Saturday, 12 January 2013

Peter GABRIEL: Peter Gabriel



(#230: 14 June 1980, 2 weeks)

Track listing: Intruder/No Self-Control/Start/I Don’t Remember/Family Snapshot/And Through The Wire/Games Without Frontiers/Not One Of Us/Lead A Normal Life/Biko

One of my favourite albums is Exposure by Robert Fripp. Released in 1979 and featuring many of the musicians who appear on Peter Gabriel’s third album, including Gabriel himself, it works less as a coherent record and more as a flip-through magazine with articles, or songs, some of which you might like and others which you might not. In its own fairly determined manner, it sets the stage for interactive CDs and DVDs to come; the door which opens and closes the album functions more as a brand, or a tag, than an aesthetic device, although Gabriel would furiously subvert this concept at the end of his third record.

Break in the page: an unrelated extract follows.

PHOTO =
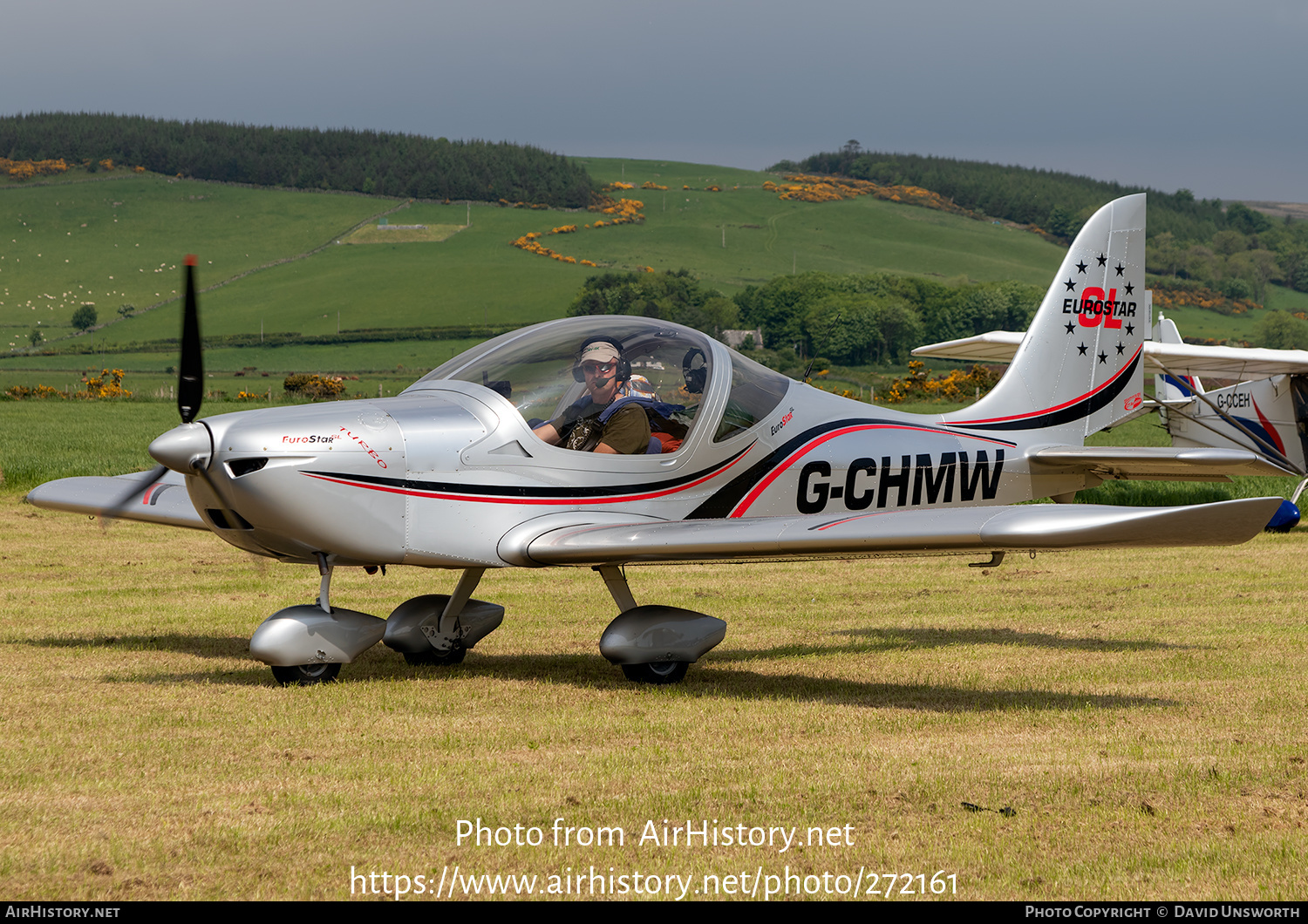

There’s something for everybody on Exposure; nerdy hyper-rock ‘n’ roll (“You Burn Me Up, I’m A Cigarette”), post-Philly balladry (“North Star,” beautifully sung by Daryl Hall over what sounds like a souped-up 1968 Fleetwood Mac, or a 1968 King Crimson, come to think of it), stalking electronica (the title track, its one-word lyric screeched terrifyingly, Yoko-style, by Terri Roche of the normally placid Roches folk-pop group), ambient Frippertronics and Enolectronica (“Urban Landscape”), psychotic post-“21st Century Schizoid Man” prog-punk freakouts, usually screamed or co-screamed by Peter Hammill, Gabriel’s entirely likely seventies prog-rock double – “Disengage” or the apocalyptic “You May Not Have Had Enough Of Me But I’ve Had Enough Of You,” his argumentative vocal clashing with that of Roche, with Joanna Walton’s post-Paul Haines lyrics-about-themselves, which ascends to such a gruesome climax that there is the sound effect of turntable arm being rudely lifted and scraped across the record.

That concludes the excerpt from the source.